Jim’s concept of death begins to change in these chapters. The deaths Jim experiences earlier in the novel occur in natural or accidental fashion: Jim’s father and Billy die of natural causes, and the blind beggar Pew dies in a road accident. Now the possibility of unnatural death, or murder, arises. Silver’s cruel execution of Tom is the most obvious example, and it forces Jim to become aware for the first time of the possibility that one man might wish another dead.
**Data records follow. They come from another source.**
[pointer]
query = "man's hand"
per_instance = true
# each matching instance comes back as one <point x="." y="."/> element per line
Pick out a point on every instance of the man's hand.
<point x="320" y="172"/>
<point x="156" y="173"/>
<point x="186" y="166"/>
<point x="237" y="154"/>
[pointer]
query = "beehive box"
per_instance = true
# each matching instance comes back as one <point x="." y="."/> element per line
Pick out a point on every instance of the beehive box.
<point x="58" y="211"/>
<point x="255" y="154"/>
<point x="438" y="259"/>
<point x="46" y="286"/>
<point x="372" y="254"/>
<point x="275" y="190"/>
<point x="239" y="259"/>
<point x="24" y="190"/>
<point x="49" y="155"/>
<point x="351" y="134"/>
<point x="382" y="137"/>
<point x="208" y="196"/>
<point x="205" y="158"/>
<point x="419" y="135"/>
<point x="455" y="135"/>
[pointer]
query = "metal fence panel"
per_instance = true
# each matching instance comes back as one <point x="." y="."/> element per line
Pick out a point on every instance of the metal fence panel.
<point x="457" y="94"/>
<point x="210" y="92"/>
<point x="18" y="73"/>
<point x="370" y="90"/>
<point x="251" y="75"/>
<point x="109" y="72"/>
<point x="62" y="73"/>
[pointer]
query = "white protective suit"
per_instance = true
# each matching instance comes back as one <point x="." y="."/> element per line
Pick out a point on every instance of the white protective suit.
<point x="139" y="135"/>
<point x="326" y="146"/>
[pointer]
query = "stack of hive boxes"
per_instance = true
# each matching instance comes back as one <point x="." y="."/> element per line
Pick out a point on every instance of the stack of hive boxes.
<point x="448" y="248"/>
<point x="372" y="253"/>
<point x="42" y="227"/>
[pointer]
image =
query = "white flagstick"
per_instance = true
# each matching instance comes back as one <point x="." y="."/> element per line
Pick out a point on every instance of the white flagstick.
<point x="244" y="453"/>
Indeed, Jim displays new awareness that he might be killed himself: he realizes he could be knifed outright like Tom or abandoned to “death by starvation” by the mutineers. It is significant that Jim believes that the island could not sustain him: in his mind, it is not a nurturing place but a place that kills. Even Ben’s survival on the island is a mixed blessing: he is half mad, as if his human reason has already been killed. Indeed, from the perspective of normal human society, Ben may as well be dead, as his derangement renders him unable to conform to law or reason. In this sense, death is all around Jim—both literal death, in the form of corpses, and symbolic death, in the form of alienation from—civilized society.